Welcome to the Godbeat, Tom Gjelten!

Gjelten made his debut this week as NPR's new religion correspondent.


The veteran journalist previously served as national security and international affairs correspondent there. 

He joined NPR as labor and education reporter in 1982 and later did international reporting stints as the Latin American correspondent based in Mexico City and the Central Europe correspondent based in Berlin.

Barbara Bradley Hagerty, who spent more than a decade covering religion for NPR, was a favorite of your GetReligionistas. According to Facebook, she's now working on a book on how to do midlife well.

Gjelten's first piece as religion correspondent concerns the case of three young Muslims who were gunned down in Chapel Hill, N.C., last week. (See previous GetReligion posts related to that case here and here.)

Gjelten's NPR report explores "extreme anti-theism" as a possible motive in the slayings:

On his Facebook page, Craig Hicks, the alleged gunman, criticized all religions. His wife said he had nothing against Muslims in particular, but Hicks described himself as a gun-toting atheist.
Religion scholar Reza Aslan says ordinary atheists just don't believe in God. Hicks, Aslan says, was an anti-theist.
"An anti-theist is a relatively new identity, and it's more than just sort of a refusal to believe in gods or spirituality; it's a sometimes virulent opposition to the very concept of belief," Aslan says. ...
Reza Aslan says the anti-theists are few in number. But just as mainstream Muslims must confront the extremists in their communities, Aslan says, it's time for mainstream atheists to do the same.
"To recognize that there is a small fringe element that has a belief system predicated on the inherent nature of religion as insidious, as needing to be removed from society," he says.
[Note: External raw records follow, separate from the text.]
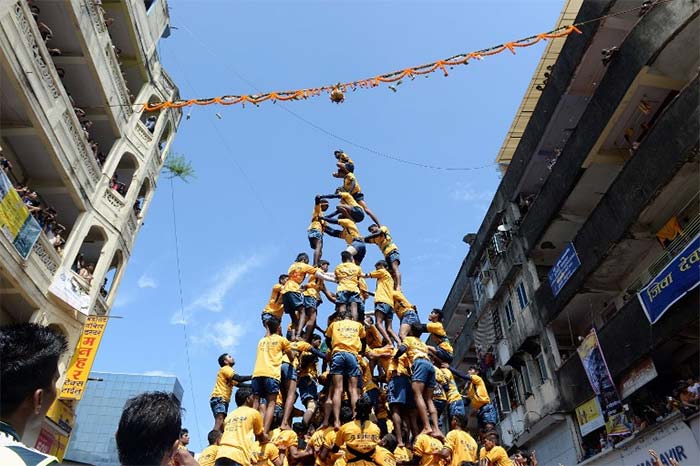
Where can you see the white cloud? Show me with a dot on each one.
(146, 281)
(158, 373)
(469, 194)
(212, 298)
(224, 334)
But the report also provides a different Muslim perspective:

Writer Asra Nomani, herself a Muslim woman, says the North Carolina case doesn't yet answer the question of whether anti-religion extremists can be motivated to kill, just as religious extremists sometimes are. She thinks concern about anti-theism — or Islamophobia generally — is going too far when Muslim leaders start feeding a culture of fear.
"A safety campaign has been started to escort Muslim women in headscarves around college campuses, making it seem as if their lives are in danger, that Muslims are just sitting ducks [and] that we have targets on our backs," Nomani says.
When Muslim Americans see themselves as victims, Nomani argues, they're less likely to take charge of their own lives and communities.

Kudos to Gjelten and NPR for a generally balanced, nuanced report.

But after welcoming Gjelten to the beat, we'll welcome him to GetReligion with a constructive criticism (hey, that's what we do): The piece appears to be missing an important voice.

That would be the voice of a mainstream atheist.

If Aslan is going to be quoted saying it's time for mainstream atheists to confront the extremists in their communities, then fair journalism demands that someone from that group receive an opportunity to respond.